Japan Society for the Promotion of Science:Grants-in-Aid for Scientific Research Grant-in-Aid for Scientific Research (C)
Date (from‐to) : 2020/04 -2023/03
Author : 陳 力衛(成城大学)
「『英和和英語彙』(1830)の編集に用いられた近世日本の辞書類―メドハーストの書簡に基づいて―」(『成城大学経済研究』235号、2022年2月)では、宣教師メドハーストがバタビヤでオランダ商館長から借り写した日本語の辞書や書物を特定した。
メドハーストが『英和和英語彙』(1830)の編纂に日本の書籍を利用したことはよく知られていたものの、いままで具体的に名前まで特定できている書籍は少なかった。本論は新たにメドハーストの書簡を利用して江戸時代に日本で編集された辞書8点を特定することができた。そして、それらの書籍について現在の所蔵先および状況を追跡・確認した。本論の一連の調査と研究によって、『英和和英語彙』の性格を明らかにし、その成立過程において前進することができた。
続いて、「19世紀における『訓蒙図彙』の海外流布と利用」(同236号、2022年3月)では特定した辞書8点のうちの1点である『訓蒙図彙』がいかに活用されたのかといった点について検討を加えた。
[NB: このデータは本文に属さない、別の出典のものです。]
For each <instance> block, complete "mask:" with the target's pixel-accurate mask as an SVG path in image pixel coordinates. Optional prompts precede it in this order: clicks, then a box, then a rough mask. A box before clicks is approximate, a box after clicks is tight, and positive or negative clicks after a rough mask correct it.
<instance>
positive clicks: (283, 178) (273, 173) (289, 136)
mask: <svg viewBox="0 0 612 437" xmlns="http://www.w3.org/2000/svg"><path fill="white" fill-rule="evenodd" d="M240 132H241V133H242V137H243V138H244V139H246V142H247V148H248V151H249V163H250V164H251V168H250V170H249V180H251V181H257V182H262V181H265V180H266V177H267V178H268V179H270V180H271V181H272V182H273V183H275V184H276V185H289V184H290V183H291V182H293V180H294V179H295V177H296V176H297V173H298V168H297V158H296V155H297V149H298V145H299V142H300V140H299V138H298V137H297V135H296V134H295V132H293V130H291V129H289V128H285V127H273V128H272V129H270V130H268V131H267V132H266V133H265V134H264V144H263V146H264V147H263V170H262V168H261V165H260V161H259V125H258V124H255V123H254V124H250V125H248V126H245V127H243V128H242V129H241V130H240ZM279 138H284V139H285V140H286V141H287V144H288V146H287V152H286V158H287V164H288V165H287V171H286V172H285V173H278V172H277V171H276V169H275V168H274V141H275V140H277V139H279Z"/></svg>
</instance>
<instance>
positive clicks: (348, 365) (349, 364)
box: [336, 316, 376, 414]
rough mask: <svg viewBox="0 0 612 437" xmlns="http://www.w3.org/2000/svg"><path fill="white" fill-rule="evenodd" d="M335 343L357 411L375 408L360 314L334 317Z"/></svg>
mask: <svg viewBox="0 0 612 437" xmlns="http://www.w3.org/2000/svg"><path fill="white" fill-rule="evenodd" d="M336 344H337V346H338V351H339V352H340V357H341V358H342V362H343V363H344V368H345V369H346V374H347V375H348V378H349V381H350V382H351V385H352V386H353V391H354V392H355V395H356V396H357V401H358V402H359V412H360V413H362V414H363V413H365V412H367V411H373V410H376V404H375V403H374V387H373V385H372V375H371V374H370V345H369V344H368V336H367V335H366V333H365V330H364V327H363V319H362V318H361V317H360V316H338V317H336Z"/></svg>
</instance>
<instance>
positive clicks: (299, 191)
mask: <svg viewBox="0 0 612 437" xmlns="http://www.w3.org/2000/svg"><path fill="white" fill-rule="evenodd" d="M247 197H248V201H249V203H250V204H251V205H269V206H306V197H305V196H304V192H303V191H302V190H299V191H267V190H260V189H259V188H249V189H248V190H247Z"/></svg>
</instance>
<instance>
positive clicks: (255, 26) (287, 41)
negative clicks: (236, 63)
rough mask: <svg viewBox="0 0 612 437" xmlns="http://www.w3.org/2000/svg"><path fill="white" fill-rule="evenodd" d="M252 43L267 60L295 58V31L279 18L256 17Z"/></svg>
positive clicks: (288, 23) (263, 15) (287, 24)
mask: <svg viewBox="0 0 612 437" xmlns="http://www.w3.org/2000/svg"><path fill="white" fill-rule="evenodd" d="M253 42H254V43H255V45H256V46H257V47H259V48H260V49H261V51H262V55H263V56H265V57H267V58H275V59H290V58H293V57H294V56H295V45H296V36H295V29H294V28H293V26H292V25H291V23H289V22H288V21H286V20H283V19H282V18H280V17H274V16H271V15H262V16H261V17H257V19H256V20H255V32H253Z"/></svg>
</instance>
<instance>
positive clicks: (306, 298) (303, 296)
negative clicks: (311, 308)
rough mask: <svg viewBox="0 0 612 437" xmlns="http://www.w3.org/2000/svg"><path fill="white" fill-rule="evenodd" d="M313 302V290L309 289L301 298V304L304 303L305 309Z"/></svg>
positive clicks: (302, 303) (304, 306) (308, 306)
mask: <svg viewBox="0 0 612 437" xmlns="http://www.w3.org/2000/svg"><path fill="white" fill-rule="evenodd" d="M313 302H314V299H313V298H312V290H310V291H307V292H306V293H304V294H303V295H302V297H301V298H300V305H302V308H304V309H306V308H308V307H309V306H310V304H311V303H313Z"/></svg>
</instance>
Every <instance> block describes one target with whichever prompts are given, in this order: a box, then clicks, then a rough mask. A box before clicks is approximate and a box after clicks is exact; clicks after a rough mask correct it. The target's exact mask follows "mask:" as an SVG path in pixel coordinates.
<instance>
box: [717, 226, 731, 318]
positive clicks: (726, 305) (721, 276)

まず、オランダ商館長所蔵のものが現在ライデン大学に所蔵されていることを明らかにした。あわせて、『英和和英語彙』の「和英の部」において、『訓蒙図彙』を意義分類の手本として活用しただけではなく、動植物に関する多くの語のソースとして扱ったことを明らかにした。さらに、中国の広東に伝わった『訓蒙図彙』はメドハーストがシーボルトから受け取ったものであり、現在はアメリカに所蔵されているることを確認し、報告した。
以上のメドハーストおよび『英和和英語彙』を対象とした調査・研究により、さらに「長崎ハルマ」ローマ字本の実態に迫ることが可能となった。